Friday, September 23, 2011

Pity about your surplus - the Reserve's shocking year

Of course now that the dollar's falling again...

Australia's Reserve Bank lost $4.9 billion in the financial year just ended - its second straight loss as its overseas assets were devalued by the rising Australian dollar.

For the second year running the government will receive no dividend from the Bank after getting an outsized $6 billion, paid over two successive financial years, from the Bank’s performance in 2008-09.

The missing dividend will weigh heavily on the Commonwealth budget which had forecast a paper-thin surplus of $3.5 billion in 2012-13.

The annual report says the losses will be absorbed by the Bank’s Reserve Fund - a buffer that allows the Bank to maintain a strong financial position.

“Nonetheless, the prudent course will be to apply future earnings to rebuilding the Fund before the resumption of dividend payments,” governor Stevens says in the report. “The government’s budget projections have been made on this assumption.”

The Bank holds $40 billion of overseas securities, almost all of which were devalued.
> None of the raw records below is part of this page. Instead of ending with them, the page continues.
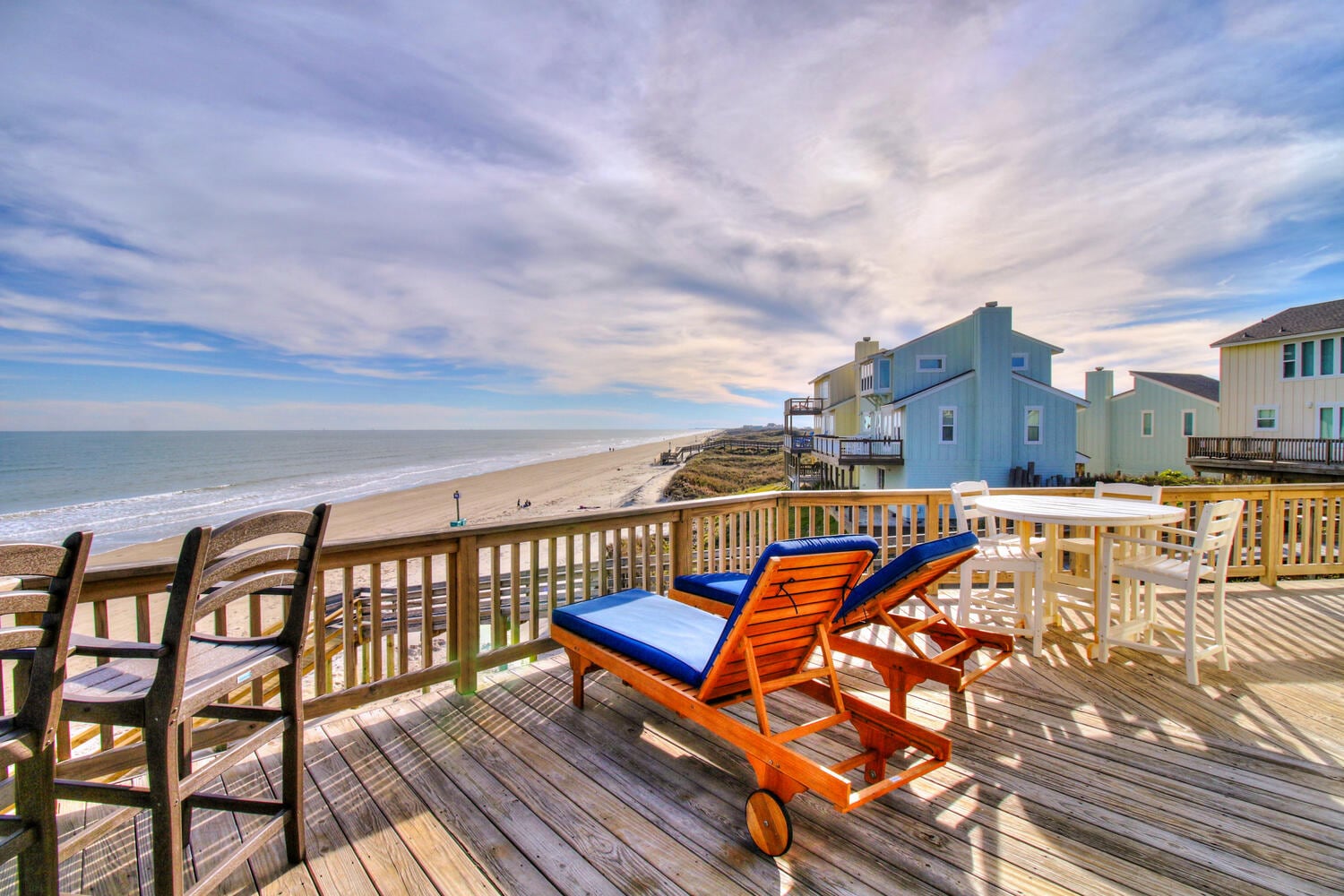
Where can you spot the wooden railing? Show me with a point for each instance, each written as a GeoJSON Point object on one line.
{"type": "Point", "coordinates": [859, 450]}
{"type": "Point", "coordinates": [398, 614]}
{"type": "Point", "coordinates": [1266, 450]}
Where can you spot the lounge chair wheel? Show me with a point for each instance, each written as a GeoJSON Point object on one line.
{"type": "Point", "coordinates": [769, 823]}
Around 19 per cent were in US bonds, buffeted by the decision of Standard & Poor’s to downgrade US government debt from AAA to AA+. The Bank said the downgrade had had “no material impact” on its financial position.

The Bank has a substantial exposure to securities in the troubled Euro zone, including those of Germany, France and the Netherlands. It does not quantify the exposure.
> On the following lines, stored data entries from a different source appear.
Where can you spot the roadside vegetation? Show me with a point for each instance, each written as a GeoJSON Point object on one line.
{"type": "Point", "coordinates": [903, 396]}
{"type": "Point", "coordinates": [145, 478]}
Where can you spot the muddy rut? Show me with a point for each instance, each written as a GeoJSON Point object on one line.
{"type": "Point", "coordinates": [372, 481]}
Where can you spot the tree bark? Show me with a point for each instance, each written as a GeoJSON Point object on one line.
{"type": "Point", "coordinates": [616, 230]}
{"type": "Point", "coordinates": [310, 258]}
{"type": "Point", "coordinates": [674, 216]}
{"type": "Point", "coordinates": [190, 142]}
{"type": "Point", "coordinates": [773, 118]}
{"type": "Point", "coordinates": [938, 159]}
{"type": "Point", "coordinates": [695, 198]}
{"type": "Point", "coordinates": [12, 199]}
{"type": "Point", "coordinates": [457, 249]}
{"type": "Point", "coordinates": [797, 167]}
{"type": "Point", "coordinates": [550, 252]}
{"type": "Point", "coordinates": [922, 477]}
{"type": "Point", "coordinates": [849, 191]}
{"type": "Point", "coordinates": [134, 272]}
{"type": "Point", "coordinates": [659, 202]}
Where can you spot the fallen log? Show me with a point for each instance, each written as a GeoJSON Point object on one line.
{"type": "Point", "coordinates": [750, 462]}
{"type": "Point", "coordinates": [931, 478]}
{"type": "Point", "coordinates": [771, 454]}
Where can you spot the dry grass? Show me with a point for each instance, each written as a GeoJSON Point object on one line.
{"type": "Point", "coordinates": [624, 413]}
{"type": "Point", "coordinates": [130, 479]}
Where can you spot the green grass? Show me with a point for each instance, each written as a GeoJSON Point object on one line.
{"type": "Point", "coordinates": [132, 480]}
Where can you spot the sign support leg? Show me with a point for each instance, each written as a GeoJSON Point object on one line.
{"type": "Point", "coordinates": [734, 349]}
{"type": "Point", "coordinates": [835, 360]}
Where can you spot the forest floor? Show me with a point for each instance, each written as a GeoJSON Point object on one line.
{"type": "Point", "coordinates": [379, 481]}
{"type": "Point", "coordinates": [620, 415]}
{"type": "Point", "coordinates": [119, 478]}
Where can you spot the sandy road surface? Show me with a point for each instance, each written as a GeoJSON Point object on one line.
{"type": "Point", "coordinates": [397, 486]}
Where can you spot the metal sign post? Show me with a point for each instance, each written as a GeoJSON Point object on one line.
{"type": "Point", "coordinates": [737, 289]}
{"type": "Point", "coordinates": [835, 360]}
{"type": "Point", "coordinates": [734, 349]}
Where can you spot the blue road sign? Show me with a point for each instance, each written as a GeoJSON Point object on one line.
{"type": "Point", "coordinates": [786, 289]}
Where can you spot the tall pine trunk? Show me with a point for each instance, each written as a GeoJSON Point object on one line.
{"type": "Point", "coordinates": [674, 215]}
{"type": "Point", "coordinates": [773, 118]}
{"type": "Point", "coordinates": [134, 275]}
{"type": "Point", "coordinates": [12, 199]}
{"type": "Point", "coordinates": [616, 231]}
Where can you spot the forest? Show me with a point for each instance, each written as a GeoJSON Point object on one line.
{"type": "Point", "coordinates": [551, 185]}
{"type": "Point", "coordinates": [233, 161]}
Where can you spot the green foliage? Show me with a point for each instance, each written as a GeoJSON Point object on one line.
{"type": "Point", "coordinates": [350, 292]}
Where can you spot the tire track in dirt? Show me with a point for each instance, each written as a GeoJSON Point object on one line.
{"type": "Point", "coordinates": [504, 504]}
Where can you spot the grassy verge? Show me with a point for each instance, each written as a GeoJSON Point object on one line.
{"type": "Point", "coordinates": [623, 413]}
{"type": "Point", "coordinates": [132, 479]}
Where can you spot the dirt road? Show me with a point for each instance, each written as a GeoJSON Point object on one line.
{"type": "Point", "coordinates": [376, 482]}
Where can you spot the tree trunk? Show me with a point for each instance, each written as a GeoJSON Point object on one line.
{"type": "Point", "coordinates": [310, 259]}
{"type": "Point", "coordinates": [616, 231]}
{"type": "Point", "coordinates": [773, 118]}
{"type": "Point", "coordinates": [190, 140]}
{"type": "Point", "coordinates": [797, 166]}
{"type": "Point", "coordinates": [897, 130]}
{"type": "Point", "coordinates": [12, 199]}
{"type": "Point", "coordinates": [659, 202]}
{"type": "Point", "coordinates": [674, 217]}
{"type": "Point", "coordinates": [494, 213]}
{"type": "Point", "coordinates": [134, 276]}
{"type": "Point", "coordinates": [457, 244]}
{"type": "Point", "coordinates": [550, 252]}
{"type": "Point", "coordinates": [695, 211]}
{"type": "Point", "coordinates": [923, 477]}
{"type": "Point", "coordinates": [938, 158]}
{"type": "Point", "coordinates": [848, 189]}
The Reserve Bank's polymer bank-note maker Securency, which has faced two years of federal police investigations over allegations it bribed officials overseas to win contracts, made only a $2 million after tax profit in 2010-11, down from a $24 million the previous year and $172 million the year before that.

Securency and another Reserve Bank firm, Note Printing Australia are listed to appear at the Melbourne Magistrates Court today... along with eight former senior executives of the firms who are facing a range of bribery charges.
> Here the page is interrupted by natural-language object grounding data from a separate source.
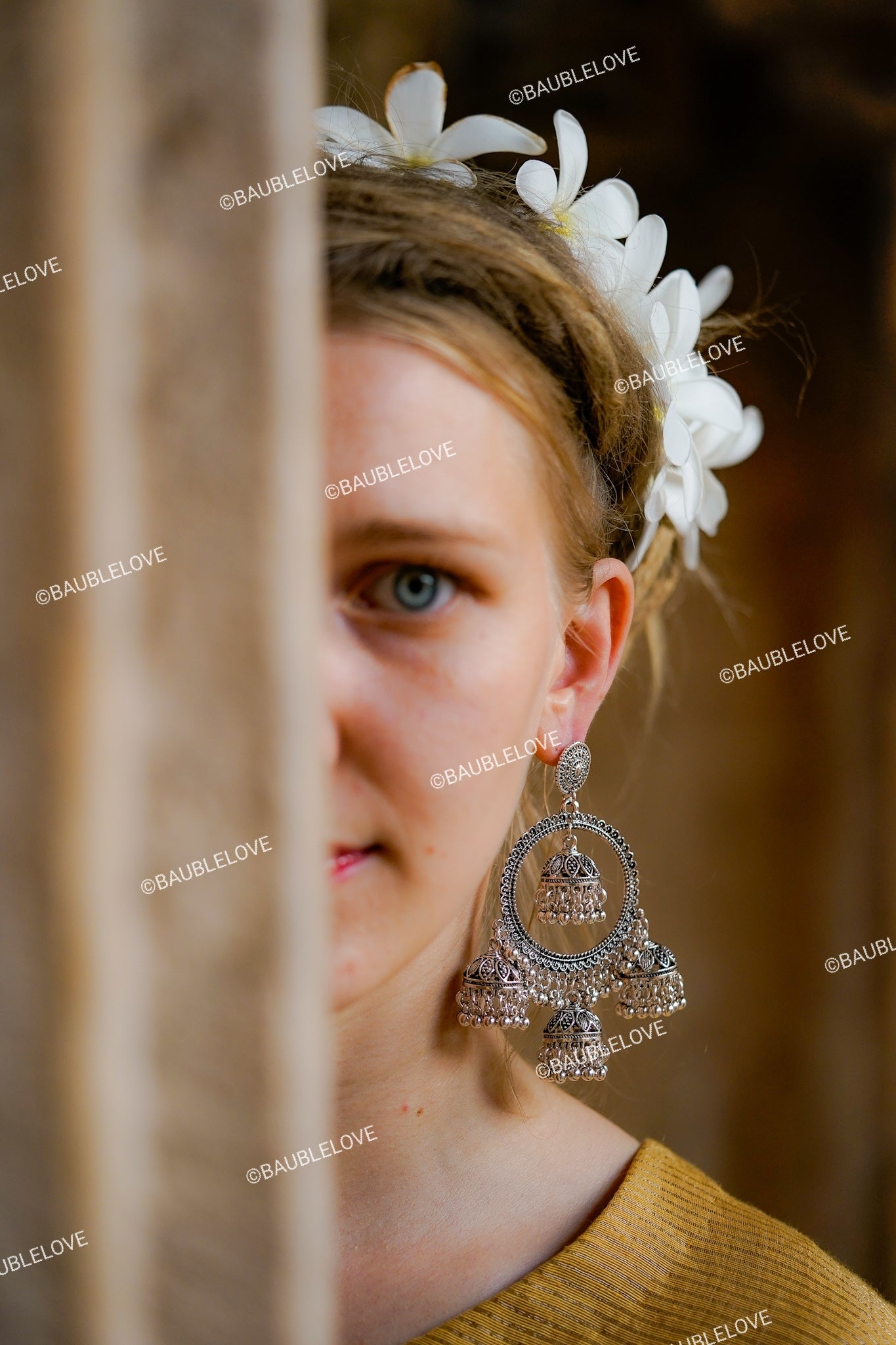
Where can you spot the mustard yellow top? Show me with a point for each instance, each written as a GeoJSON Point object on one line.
{"type": "Point", "coordinates": [673, 1261]}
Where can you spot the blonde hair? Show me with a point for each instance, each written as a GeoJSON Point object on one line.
{"type": "Point", "coordinates": [475, 277]}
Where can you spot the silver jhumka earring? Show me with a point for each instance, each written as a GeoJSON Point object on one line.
{"type": "Point", "coordinates": [516, 970]}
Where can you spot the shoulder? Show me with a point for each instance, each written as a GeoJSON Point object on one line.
{"type": "Point", "coordinates": [712, 1264]}
{"type": "Point", "coordinates": [672, 1258]}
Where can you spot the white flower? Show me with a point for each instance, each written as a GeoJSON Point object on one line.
{"type": "Point", "coordinates": [606, 211]}
{"type": "Point", "coordinates": [704, 423]}
{"type": "Point", "coordinates": [416, 112]}
{"type": "Point", "coordinates": [675, 490]}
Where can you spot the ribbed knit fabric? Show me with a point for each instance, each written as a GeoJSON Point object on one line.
{"type": "Point", "coordinates": [672, 1256]}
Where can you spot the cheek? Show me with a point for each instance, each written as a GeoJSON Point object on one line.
{"type": "Point", "coordinates": [416, 715]}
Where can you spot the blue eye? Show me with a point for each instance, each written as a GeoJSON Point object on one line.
{"type": "Point", "coordinates": [416, 590]}
{"type": "Point", "coordinates": [413, 588]}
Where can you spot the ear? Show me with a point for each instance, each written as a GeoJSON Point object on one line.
{"type": "Point", "coordinates": [594, 640]}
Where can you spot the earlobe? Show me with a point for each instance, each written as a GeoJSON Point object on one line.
{"type": "Point", "coordinates": [594, 640]}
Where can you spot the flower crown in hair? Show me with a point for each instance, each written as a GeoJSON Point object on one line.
{"type": "Point", "coordinates": [704, 424]}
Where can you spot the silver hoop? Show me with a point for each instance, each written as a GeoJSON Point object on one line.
{"type": "Point", "coordinates": [566, 962]}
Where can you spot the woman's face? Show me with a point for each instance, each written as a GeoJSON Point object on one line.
{"type": "Point", "coordinates": [445, 645]}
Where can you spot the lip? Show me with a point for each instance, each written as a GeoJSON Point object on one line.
{"type": "Point", "coordinates": [347, 860]}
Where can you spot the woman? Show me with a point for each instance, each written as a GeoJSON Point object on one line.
{"type": "Point", "coordinates": [481, 599]}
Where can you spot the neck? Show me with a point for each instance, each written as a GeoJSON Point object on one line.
{"type": "Point", "coordinates": [477, 1172]}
Governor Glenn Stevens, Australia’s highest paid public servant, received another pay rise of 3.7 per cent in the past financial year, taking his salary to $834,200 and his total remuneration to $1.08 million.

In August Treasurer Wayne Swan stripped the Bank board of its ability to set future governor's pay after discovering it had boosted Mr Stevens’ pay by one quarter of a million dollars during the financial crisis. Future governors will have their pay range set by the Remuneration Tribunal.

The annual report reveals the bank paid $60,000 to PricewaterhouseCoopers for “remuneration benchmarking” and $25,000 to Cato Council for “advice on public communication”.

The Bank intervened little in the foreign exchange market during the year, describing 2010-11 as “less unusual than the preceding two or three years”.